Godfrey's clandestine wife is a working-class girl called Molly Farren, with an addiction to laudanum: as readers we are spared the details of how this ill-matched pair first came together, but we are left in no doubt that the husband bitterly regrets a liaison which appears to have condemned him to a life of dissimulation and deceit as well as frustration and bitterness. The village cannot understand why Godfrey perpetually holds back from proposing marriage to Nancy Lammeter, as it would appear to be in the interests of both parties for such a match to be confirmed. For one thing, the Red House, where the widowed Squire lives with his four sons "a domestic life destitute of any hallowing charm", is desperately short of a woman's touch. The whole village would benefit, too, from a marriage between the two: "If she could come to be mistress of the Red House, there would be a fine change, for the Lammeters had been brought up in that way, that they never suffered a pinch of salt to be wasted ... such a daughter-in-law would be a saving to the old Squire, if she never brought a penny to her fortune, for it was to be feared that, notwithstanding his incomings, there were more holes in his pocket than the one where he put his hand in."

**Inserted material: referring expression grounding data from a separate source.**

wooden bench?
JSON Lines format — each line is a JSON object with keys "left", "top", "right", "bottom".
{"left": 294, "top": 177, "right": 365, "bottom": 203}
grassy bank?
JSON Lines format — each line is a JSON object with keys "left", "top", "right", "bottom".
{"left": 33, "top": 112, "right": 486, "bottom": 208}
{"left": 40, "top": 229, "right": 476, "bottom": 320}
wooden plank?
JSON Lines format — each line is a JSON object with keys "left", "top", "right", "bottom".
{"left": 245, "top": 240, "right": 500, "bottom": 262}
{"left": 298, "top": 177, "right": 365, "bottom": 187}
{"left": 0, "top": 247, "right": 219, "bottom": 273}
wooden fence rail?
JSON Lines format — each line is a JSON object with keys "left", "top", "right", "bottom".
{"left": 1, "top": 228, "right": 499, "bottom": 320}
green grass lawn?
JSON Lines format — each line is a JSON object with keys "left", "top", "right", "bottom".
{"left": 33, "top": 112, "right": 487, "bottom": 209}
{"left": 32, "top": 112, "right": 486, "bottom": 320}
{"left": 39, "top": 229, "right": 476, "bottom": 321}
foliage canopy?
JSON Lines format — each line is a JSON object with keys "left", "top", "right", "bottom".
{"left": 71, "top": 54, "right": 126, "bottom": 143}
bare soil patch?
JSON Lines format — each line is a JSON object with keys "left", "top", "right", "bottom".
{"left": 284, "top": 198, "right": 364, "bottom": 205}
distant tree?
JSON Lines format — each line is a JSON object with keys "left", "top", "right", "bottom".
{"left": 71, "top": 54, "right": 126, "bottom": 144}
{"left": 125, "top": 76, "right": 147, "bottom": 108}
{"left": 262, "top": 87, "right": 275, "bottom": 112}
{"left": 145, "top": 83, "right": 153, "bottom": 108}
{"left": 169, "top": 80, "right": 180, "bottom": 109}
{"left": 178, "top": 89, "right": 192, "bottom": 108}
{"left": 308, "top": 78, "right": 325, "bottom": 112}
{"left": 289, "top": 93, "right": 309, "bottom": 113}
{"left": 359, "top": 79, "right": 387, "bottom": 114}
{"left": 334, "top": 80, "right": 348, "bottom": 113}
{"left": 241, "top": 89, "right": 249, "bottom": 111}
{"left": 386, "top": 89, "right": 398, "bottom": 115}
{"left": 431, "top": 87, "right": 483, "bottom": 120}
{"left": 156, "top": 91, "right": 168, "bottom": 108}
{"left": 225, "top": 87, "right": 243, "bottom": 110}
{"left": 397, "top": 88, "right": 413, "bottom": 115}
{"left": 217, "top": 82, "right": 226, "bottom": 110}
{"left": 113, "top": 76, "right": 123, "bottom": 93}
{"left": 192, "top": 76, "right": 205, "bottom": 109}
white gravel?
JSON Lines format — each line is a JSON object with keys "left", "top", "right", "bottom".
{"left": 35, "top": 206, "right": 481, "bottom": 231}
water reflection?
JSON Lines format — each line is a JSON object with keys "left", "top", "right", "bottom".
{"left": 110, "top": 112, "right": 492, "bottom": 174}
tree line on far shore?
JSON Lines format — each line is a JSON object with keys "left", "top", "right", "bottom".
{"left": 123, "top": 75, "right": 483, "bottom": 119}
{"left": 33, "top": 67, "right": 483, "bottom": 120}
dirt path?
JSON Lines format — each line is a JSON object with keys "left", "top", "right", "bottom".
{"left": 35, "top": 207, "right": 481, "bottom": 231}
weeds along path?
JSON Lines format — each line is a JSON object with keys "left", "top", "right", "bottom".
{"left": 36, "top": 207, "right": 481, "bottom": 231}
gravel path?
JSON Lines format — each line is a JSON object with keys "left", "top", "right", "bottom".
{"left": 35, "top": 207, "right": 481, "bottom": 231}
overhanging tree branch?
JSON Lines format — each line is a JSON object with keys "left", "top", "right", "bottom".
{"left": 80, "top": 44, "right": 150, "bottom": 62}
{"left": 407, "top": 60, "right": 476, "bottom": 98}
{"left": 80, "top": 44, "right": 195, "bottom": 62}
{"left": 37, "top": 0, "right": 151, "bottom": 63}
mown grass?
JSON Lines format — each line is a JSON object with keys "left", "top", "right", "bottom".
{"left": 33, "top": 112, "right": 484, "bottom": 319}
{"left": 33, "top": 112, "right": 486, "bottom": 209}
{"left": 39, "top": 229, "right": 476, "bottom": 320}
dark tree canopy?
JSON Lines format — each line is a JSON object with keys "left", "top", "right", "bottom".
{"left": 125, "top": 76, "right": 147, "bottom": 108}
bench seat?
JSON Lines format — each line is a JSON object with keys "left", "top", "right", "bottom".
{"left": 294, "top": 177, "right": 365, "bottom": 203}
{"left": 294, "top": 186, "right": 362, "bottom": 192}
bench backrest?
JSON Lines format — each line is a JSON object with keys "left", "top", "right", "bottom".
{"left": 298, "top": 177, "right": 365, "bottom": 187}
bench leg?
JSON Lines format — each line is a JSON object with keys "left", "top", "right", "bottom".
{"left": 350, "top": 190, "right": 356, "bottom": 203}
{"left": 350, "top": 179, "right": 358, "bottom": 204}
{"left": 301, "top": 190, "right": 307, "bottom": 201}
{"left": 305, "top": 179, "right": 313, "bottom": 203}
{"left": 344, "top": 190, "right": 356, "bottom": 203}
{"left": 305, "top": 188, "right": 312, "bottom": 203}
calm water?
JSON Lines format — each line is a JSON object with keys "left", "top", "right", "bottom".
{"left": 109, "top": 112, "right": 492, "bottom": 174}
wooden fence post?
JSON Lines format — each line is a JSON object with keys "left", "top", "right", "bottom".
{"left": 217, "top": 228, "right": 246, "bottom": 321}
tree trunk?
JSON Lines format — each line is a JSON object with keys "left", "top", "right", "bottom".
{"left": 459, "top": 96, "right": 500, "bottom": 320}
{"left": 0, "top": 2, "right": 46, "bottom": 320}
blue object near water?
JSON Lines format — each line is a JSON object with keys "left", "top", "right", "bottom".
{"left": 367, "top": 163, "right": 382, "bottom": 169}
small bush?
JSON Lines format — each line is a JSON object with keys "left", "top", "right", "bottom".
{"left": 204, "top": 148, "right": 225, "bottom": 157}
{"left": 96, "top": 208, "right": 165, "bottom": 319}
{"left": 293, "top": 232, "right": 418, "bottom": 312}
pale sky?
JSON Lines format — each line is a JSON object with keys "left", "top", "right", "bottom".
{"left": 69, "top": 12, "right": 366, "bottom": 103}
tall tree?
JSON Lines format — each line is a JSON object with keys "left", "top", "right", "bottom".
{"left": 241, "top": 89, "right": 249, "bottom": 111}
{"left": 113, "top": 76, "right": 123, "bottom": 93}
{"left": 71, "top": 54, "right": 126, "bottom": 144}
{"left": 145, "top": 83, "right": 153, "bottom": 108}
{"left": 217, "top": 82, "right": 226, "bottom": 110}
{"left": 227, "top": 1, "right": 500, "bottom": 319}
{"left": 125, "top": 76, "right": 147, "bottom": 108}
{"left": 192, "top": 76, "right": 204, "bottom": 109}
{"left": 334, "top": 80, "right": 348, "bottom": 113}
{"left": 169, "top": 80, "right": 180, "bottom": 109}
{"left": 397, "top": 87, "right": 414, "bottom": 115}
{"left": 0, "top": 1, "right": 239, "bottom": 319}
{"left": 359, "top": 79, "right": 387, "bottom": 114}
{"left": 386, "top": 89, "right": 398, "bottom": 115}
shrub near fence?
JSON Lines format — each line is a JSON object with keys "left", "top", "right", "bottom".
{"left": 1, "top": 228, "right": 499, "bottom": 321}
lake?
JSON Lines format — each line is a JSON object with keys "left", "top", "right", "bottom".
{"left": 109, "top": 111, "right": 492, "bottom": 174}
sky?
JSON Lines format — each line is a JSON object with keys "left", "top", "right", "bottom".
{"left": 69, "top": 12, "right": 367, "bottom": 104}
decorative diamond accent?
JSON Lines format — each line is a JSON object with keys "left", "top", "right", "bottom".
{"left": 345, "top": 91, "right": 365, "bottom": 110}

Squire Cass, who epitomises what David Carroll calls "the aimless, indulgent and bored life of the rural landowners", proudly and cynically toasts the "glorious war-time which was felt to be a peculiar favour of Providence towards the landed interest". In Raveloe, he is a big fish in a small pond - but with historical hindsight George Eliot's readers will have known that times were changing, and that his type would quickly die out after the end of the Napoleonic Wars with the fall in the price of grain and England's rapid development as a manufacturing nation: the Squire's careless spendthrift ways would no longer pass muster then. Nothing, it appears, could turn things round at the Red House more expeditiously than the presence there of Nancy Lammeter, whose hands "bore the traces of butter-making, cheese-crushing, and even still coarser work", in keeping with the hard-working, clean-living spirit of her family: she, her widowed father and her down-to-earth sister Priscilla are all portrayed in the novel with sympathy and even tenderness. What's more, she could hopefully make a man out of the physically strong and muscular, but also infuriatingly weak-willed and vacillating, heir to the estate!